Politique
par Béatrice HOUCHARD

par Béatrice HOUCHARD

Ces derniers jours, un certain nombre de libraires s’interrogeaient sur l’opportunité de mettre ou non en vedette le livre de Jordan Bardella. Ce que je cherche, tiré par les éditions Fayard à 155 000 exemplaires, bénéficie d’une offensive promotionnelle comme on en voit peu, jusque dans Quelle époque ! sur France 2, où Léa Salamé et ses amis ont quasiment déroulé le tapis rouge au président du Rassemblement national. Vendre ou ne pas vendre le livre ? Les libraires, depuis la loi Lang de 1981, ne peuvent pas refuser une vente. Si un ouvrage réclamé ne figure ni dans leur vitrine ni dans la librairie, ils doivent le commander. Mais rien n’oblige un libraire à mettre Jordan Bardella (ou tout autre auteur) en vitrine s’il n’en a pas envie.
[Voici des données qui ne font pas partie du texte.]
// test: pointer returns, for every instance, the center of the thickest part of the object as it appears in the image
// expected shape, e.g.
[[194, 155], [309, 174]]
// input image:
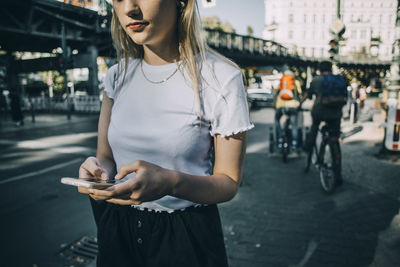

D’autant qu’en dehors des grandes surfaces spécialisées (qui représentent 28,4 % des ventes de livres) et des hypermarchés (18,3 %), aucune librairie indépendante (23,7 % du marché) n’a la place d’accueillir tout ce qui se publie. Mais le libraire est aussi un commerçant : il a besoin de vendre pour gagner sa vie. POLITIQUE On avait connu des épisodes semblables avec les ouvrages d’Éric Zemmour et de Philippe de Villiers, eux aussi des auteurs Fayard, de la maison Bolloré. Le dernier livre de Villiers, Memoricide, figure d’ailleurs dans les meilleures ventes cet automne. Il y a quelques années, Marine Le Pen n’avait trouvé aucun « grand » éditeur pour éditer À contre flots et Pour que vive la France. Comme plus tard son père Jean-Marie Le Pen avec les deux tomes de ses Mémoires, elle était allée chercher un « petit » éditeur ami avant, finalement, de mettre ses ouvrages en ligne gratuitement sur son site internet pour ses campagnes présidentielles.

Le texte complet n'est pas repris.